Comparing constant duration profiles

I was putting together my slides for Open World, and in one of them I'm showing profile data from a server-style workload. ie one that keeps running until stopped. In this case the profile can be an arbitrary duration, and it's the work done in that time which is the important metric, not the total amount of time taken.

Profiling for a constant duration is a slightly unusual situation. We normally profile a workload that takes N seconds, do some tuning, and it now takes (N-S) seconds, and we can say that we improved performance by S/N percent. This is represented by the left pair of boxes in the following diagram:

In the diagram you can see that the routine B got optimised and therefore the entire runtime, for completing the same amount of work, reduced by an amount corresponding to the performance improvement for B.

Let's run through the same scenario, but instead of profiling for a constant amount of work, we profile for a constant duration. In the diagram this is represented by the outermost pair of boxes.

Both profiles run for the same total amount of time, but the right hand profile has less time spent in routine B() than the left profile, because the time in B() has reduced more time is spent in A(). This is natural, I've made some part of the code more efficient, I'm observing for the same amount of time, so I must spend more time in the part of the code that I've not optimised.

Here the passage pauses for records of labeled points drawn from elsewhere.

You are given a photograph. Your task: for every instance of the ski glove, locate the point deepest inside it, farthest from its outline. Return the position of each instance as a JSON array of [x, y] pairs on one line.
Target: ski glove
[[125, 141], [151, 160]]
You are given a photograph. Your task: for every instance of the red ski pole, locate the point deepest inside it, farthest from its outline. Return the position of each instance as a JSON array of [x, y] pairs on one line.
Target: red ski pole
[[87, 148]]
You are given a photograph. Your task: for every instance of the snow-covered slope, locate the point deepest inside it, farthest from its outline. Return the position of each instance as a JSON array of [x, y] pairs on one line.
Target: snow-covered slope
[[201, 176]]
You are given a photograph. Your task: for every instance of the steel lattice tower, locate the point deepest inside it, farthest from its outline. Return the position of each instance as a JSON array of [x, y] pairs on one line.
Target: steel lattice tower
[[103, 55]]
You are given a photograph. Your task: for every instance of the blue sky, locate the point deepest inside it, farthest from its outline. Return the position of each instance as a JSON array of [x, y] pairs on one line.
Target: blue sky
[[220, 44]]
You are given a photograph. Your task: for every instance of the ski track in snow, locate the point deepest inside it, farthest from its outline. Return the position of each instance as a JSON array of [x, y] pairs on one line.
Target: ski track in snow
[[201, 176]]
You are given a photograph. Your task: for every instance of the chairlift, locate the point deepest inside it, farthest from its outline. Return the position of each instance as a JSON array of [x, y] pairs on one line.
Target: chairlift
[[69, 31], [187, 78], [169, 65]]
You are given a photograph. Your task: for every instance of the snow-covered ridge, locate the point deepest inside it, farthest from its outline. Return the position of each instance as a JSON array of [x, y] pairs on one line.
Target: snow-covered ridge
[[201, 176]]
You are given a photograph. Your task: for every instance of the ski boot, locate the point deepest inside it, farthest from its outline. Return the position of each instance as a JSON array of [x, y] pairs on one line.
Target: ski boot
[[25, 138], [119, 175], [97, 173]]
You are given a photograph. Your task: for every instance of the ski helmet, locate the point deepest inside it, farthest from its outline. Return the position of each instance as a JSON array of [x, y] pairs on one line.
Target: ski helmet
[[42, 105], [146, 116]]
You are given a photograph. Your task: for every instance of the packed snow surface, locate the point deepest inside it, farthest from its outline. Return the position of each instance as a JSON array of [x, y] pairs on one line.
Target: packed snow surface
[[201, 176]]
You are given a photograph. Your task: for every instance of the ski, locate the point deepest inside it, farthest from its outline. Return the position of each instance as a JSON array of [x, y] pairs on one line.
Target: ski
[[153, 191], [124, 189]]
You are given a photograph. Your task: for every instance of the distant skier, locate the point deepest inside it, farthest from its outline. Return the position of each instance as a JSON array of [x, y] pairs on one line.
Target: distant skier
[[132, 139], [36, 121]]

So what's the performance gain? In this case we're more likely to look at the gain in throughput. It's a safe assumption that the amount of time in A() corresponds to the amount of work done - ie that if we did T units of work, then the average cost per unit work A()/T is the same across the pair of experiments. So if we did T units of work in the first experiment, then in the second experiment we'd do T * A'()/A(). ie the throughput increases by S = A'()/A() where S is the scaling factor. What is interesting about this is that A() represents any measure of time spent in code which was not optimised. So A() could be a single routine or it could be all the routines that are untouched by the optimisation.